Donna and I, on the other hand, seem condemned to wander from place to place every few years. But we've seen a lot of the world that way.
My father was an educator, and as he climbed the ranks from classroom teacher to principal to superintendent, we moved around. So, I spent much of my childhood roaming among small towns of central and eastern Texas (Fairfield, Mexia, Rosebud, Elgin, and back to Fairfield). I guess I can blame Dad for my restless spirit.
After graduating high school, I attended Sam Houston State University in Huntsville, Texas. I loved it there so much that I stayed on for an additional 2 years as an assistant instructor while working on my Master's.

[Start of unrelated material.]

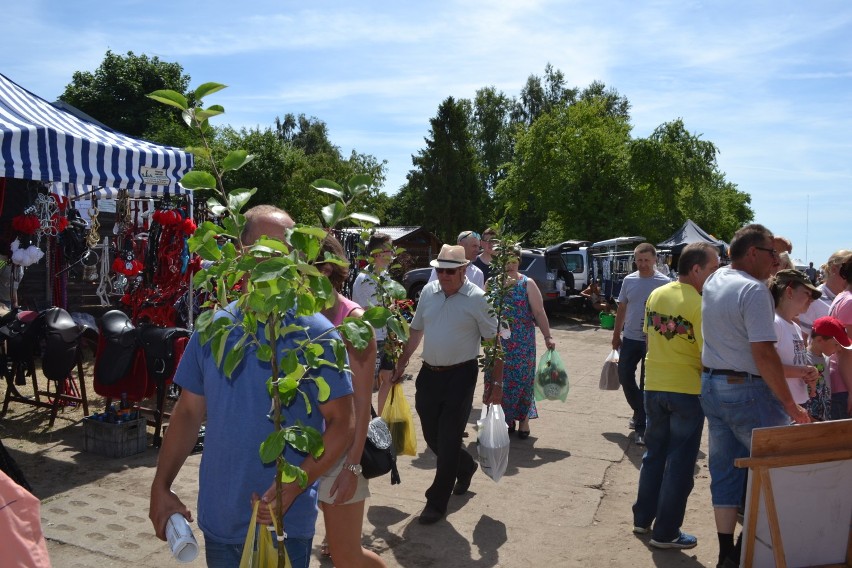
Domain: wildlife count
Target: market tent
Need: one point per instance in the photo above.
(691, 233)
(41, 142)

If SHSU had offered a doctorate in my field, I probably would have found some way to stay on a bit longer. It was in Huntsville that Donna and I met and married. Once I had my MA degree in hand, Donna and I headed to far West Texas, out past Lubbock, to the small town of Olton where I began my teaching career in earnest. We often blame that move for the start of our restlessness. While in Huntsville (Sam Houston), we were near both our families and we were content, but once we moved, we seemed to just keep on moving.

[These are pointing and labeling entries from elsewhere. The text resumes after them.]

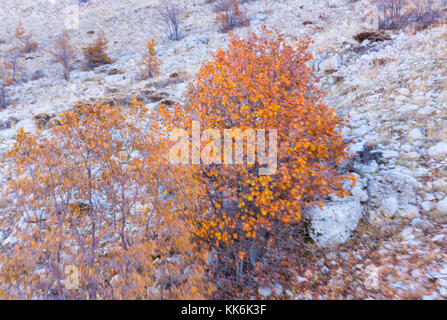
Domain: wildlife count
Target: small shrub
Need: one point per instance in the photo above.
(64, 54)
(150, 62)
(6, 80)
(94, 54)
(26, 44)
(90, 211)
(229, 15)
(170, 14)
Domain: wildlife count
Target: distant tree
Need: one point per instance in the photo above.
(26, 44)
(94, 54)
(150, 65)
(170, 13)
(229, 15)
(6, 80)
(64, 53)
(14, 57)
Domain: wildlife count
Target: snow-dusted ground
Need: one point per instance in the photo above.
(394, 94)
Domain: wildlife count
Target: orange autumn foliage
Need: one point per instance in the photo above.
(88, 211)
(262, 82)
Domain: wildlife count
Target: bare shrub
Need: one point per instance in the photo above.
(94, 54)
(64, 53)
(170, 14)
(229, 15)
(26, 43)
(6, 80)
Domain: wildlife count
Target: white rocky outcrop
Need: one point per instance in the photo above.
(335, 221)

Over the years, we've gone from Olton to Saudi Arabia, to Wellman, Texas (near Lubbock), back to Saudi Arabia, to Jacksonville, Texas (near Tyler), to Ozona, Texas, (near San Angelo) to Midland, Texas, to Longview and Kilgore Texas, and back to West Texas once again to San Angelo. We seem to keep criss-crossing the state. Now we're pulling up stakes again, and we have that old excitement we had when we were just two young kids venturing out to the unknown.
I'm not sure what we're looking for. We take something from each place we live. Doing so really makes it harder to find a place to settle. When we go to East Texas, we find ourselves missing the big sky, wide open spaces, and low humidity of West Texas. When we're in West Texas, we find ourselves missing the colors of fall and spring that East Texas enjoys, as well as those drenching rains. Wherever we are, we find ourselves longing for something we've enjoyed some other place. The grass always seems greener on the other side of that fence, you know.
I don't know if we will ever be happy in one place. We may wander this planet until we drop dead from old age or exhaustion. The trip so far surely has been great, though.